The High Druid of Shannara Trilogy

It screamed then, a sound that rent the air and caused even the most hardened of the Federation soldiers to shrink away. It threw back its head and shrieked its defiance and fury. Some among the crew, the Captain included, came racing to its aid. The demon lashed out in response, its claws splitting the concealing skin of the human fingers, slashing and tearing at them until they fell bleeding on the deck of the airship.

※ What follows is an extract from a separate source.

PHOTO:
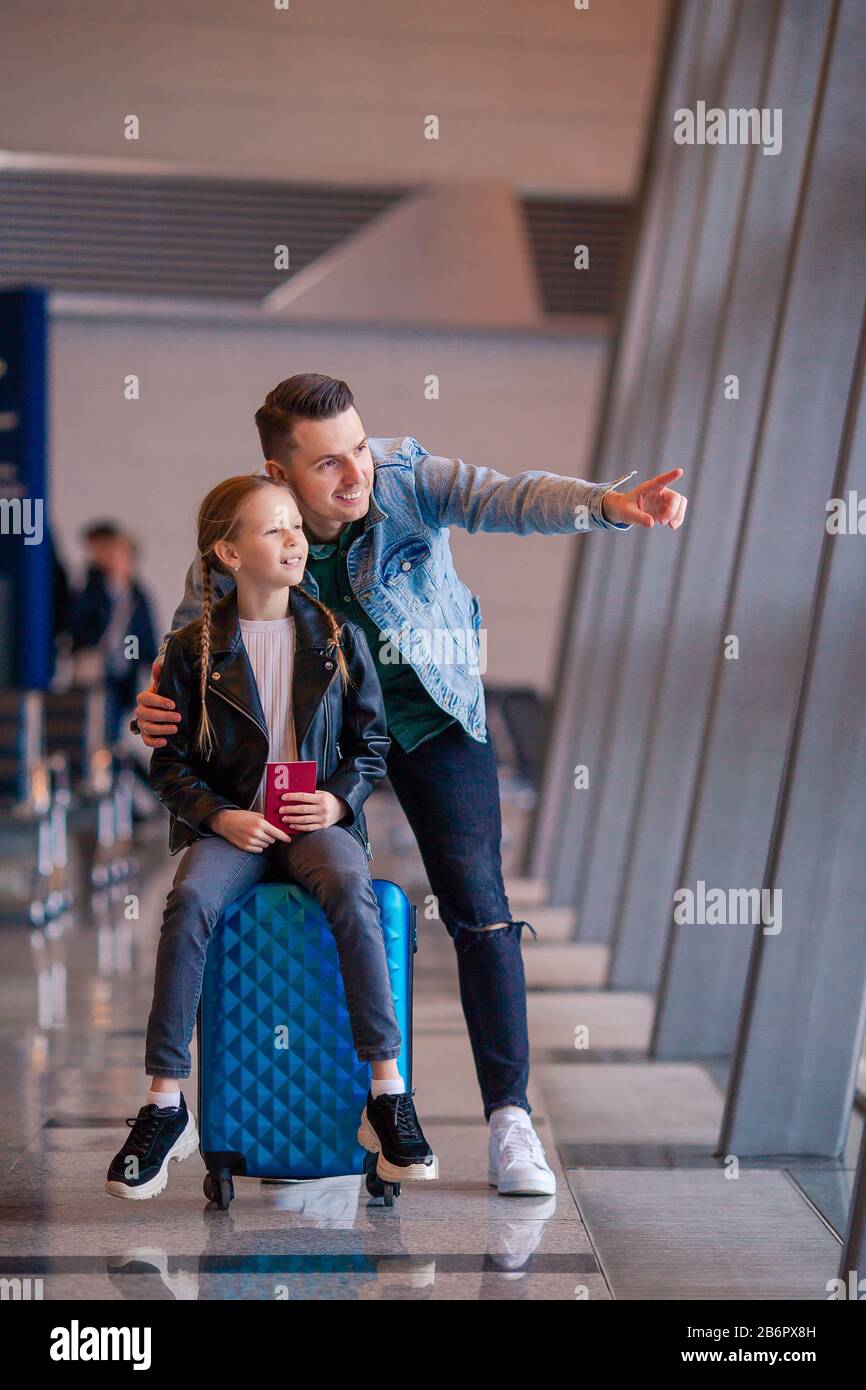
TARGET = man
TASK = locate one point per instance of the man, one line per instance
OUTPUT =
(377, 513)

The boy still gripped the other end of the darkwand, eyes wide and staring. He knew something of what was happening, the demon saw. Enraged, it snatched at him, trying to draw him close. But the boy ducked away, and one of the Druid women shouted at him to let go of the staff. They understood what was happening, as well, the demon realized. It stumbled toward them, its limbs leaden and unresponsive, filled with the fire of the magic, throbbing with the molten heat of its workings. The boy backed away, stubbornly keeping hold of the staff, and finally the taller of the women flung herself atop him, dragged him to the deck, pried loose his fingers from the staff, and pulled him clear.

Instantly, the light of the staff bloomed until the demon was enveloped by its glow. It fought furiously to free itself, slamming the staff against the deck, twisting and flailing futilely. The skin of the human Dunsidan split wide and the clothes of the human Dunsidan ripped and tore. Both fell away, leaving it fully revealed. Gasps and sharp hisses issued from the mouths of all who saw what it was, and there was a rush of booted feet on the wooden decks as men fled in all directions. The demon would have given chase, if it could have. It would have ripped their throats out. It would have drunk their blood. But it was consumed by its struggle with the staff and could do nothing but thrash and scream its hatred of them.

Then the light closed about it completely, and the world it had sought to subvert, together with the inhabitants it had come to despise, disappeared. The demon felt a crushing pressure on its chest and fought to breathe. It felt a shifting in time and place and realized in horror what was happening. It was going back into the Forbidding, back into the prison from which it had escaped. It was being returned to the world of the Jarka Ruus, a victim of the staff’s magic, and there was nothing it could do to prevent it from happening.

It fought anyway, shrieking and spitting and thrashing, an insane thing, right up until the moment it blacked out.


Aboard the Zolomach, Federation soldiers and crew alike stared in shocked silence at the space Sen Dunsidan—or whatever had played at being Sen Dunsidan—had occupied only seconds before. Nothing remained but blood and shredded clothing and pieces of skin. None of them knew what had happened, and most didn’t care to find out. All they wanted to know was whether there was any risk that the thing that had been the Prime Minister of the Federation was coming back.

Khyber swept the air in front of her with a sparkle of elemental magic to gain their attention, black Druid robes billowing out. “Back away!” she shouted at them, moving forward threateningly, occupying the space directly in front of what remained of Sen Dunsidan. She glanced down at those remains, and then up at dozens of frozen stares. “You didn’t want him for a leader anyway, did you?”

Rue Meridian was hugging Pen, her face fierce. “What were you thinking, Penderrin?” she whispered. “It would have taken you with it if I hadn’t broken your grip on the staff!”

Pen was white-faced, both from the pressure of his mother’s grip and the realization of how narrow his escape had been. He took a deep breath. “I wasn’t sure what would happen if I let go.”

She hugged him tighter still. “Well, whatever the reason, you hung on too long to suit me. You scared me to death!”

“I wonder if it worked,” he said softly.

“You wonder if what worked?”

“Something I tried, right there at the end. The staff and I were joined. We were communicating. I was telling it things. I was trying to make it understand me.” He drew back and looked at her. “That was what I was doing, when I was hanging on, before you made me let go.”

“Trying to tell the darkwand something?”

He smiled and nodded. “But I don’t know if it understood.”


It took a while for the Moric to regain consciousness after its struggle to resist being sent back into the Forbidding. As a result, it did not see the bright images projected into the air by the runes of the darkwand as it pulsated with light on the barren ground next to it. It did not see those images rise skyward to form intricate patterns that danced across the sullen clouds. By the time the demon stirred, the images had faded and the fire had gone out of the runes.